Belli e in forma ma senza diktat

Esiste un dirigismo economico, ma esiste anche un dirigismo estetico. È comprensibile che la critica all’intervento pubblico sulle questioni economiche appaia assai più rilevante di ciò che può rappresentare l’imposizione dirigistica nel campo estetico. Cosa, appunto, comprensibile, ma anche sbagliata perché si sottovaluta il peso dei comportamenti sociali dettati dagli orientamenti del gusto e dello stile, dal modo in cui si percepisce e si riconosce la bellezza. I comportamenti sociali suggeriti o indotti dalle regole del gusto, dallo stile e dal bello hanno ovviamente riflessi importanti nell’economia del Paese. Ecco perché quando spira il venticello del dirigismo economico si avverte anche quello del dirigismo estetico.

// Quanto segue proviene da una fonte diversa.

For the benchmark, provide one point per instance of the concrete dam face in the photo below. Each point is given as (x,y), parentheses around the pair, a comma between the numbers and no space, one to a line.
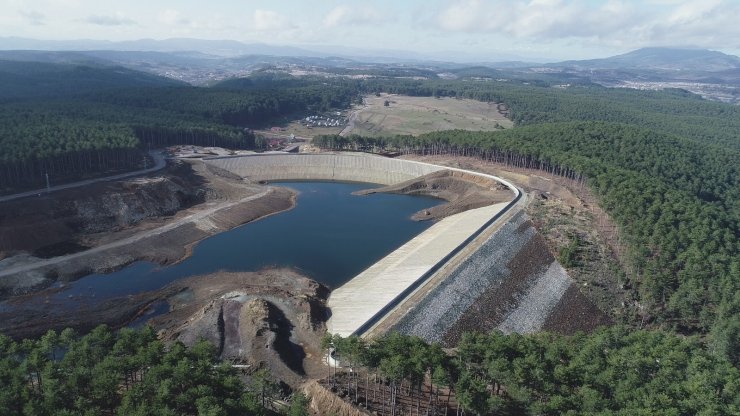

Ho letto sul quotidiano inglese The Guardian una curiosa intervista alla cantante lirica Deborah Voigt. Si sa che queste artiste sono spesso molto voluminose perché una certa abbondanza di peso facilita l’emissione della voce. Ma la signora Voigt doveva aver superato ogni limite perché - così si lamentava con l’intervistatore - i critici discutevano più sull’abbondanza del suo corpo che sulla qualità della voce. Accade, allora, che, per continuare a lavorare, la cantante decide di sottoporsi a una di quelle operazioni che ti squartano, togliendo via un pezzo di stomaco e di pancia. Da quanto si capisce, la signora Voigt non è affatto contenta, ma adesso può almeno cantare ed essere giudicata per il suo valore artistico e non sulla base del peso corporeo.
Dall’esagerato grasso all’esagerato magro il passo è breve, nonostante le apparenze. Abbiamo appreso che il capo del governo spagnolo Zapatero ha messo dei limiti alla lieve e diafana trasparenza delle indossatrici. Se sono troppo magre, sarà loro proibito di sfilare sulle passerelle: come si sa, la decisione del presidente spagnolo ha fatto scuola. Le indossatrici che intendono continuare a lavorare, non solo potranno, ma dovranno mangiare ogni tanto qualche panino e pizza.
Naturalmente si comprendono e si condividono le buone intenzioni per la salvaguardia della salute, come la proibizione del fumo nei luoghi pubblici, come una volta la proibizione dell’alcol negli Stati Uniti e come oggi la controffensiva americana per l’abolizione delle patatine fritte, nocive a grandi e piccini.
La questione è un’altra: la battaglia in difesa della salute non deve colpire a morte la bellezza della differenza o, meglio, le diverse forme con cui si può manifestare ed esprimere la bellezza. Il pluralismo estetico è un arricchimento sociale, che deve essere difeso, mentre mi accorgo che le giuste contromisure per arginare forme patologiche (eccessiva magrezza, eccessiva grassezza) sono interpretate come nuovi modelli estetici.
Il canone estetico, che detta le regole di ciò che è bello e di ciò che è brutto, è quanto di più sbagliato, illusorio e antieconomico ci sia. L'omologazione o modello di bellezza dà un’apparente ed effimera sicurezza a chi è incerto sul modo di esprimere il suo stile, ma cancella la libertà del corpo, libertà che è il fondamento della sanità stessa del corpo.
Non si sottovaluti il fatto che la costrizione estetica (da chiunque e da qualsiasi parte essa provenga) è un tarlo che mina l’integrità psichica di una persona, ossessionandola a interpretare determinati modelli di bellezza per poter raggiungere il successo o, più semplicemente e più comunemente, per essere accettata dal proprio gruppo di amici.


Il pluralismo degli stili con cui si esprime la bellezza è una libertà essenziale del corpo, della mente ed anche economica perché sviluppa e incentiva proposte competitive di forme di consumo. La giusta battaglia per la salute del corpo non deve avere come esito il consolidamento dell’uniformità degli stili che, annientando la bellezza della differenza, rappresenta il più insidioso nemico della libertà.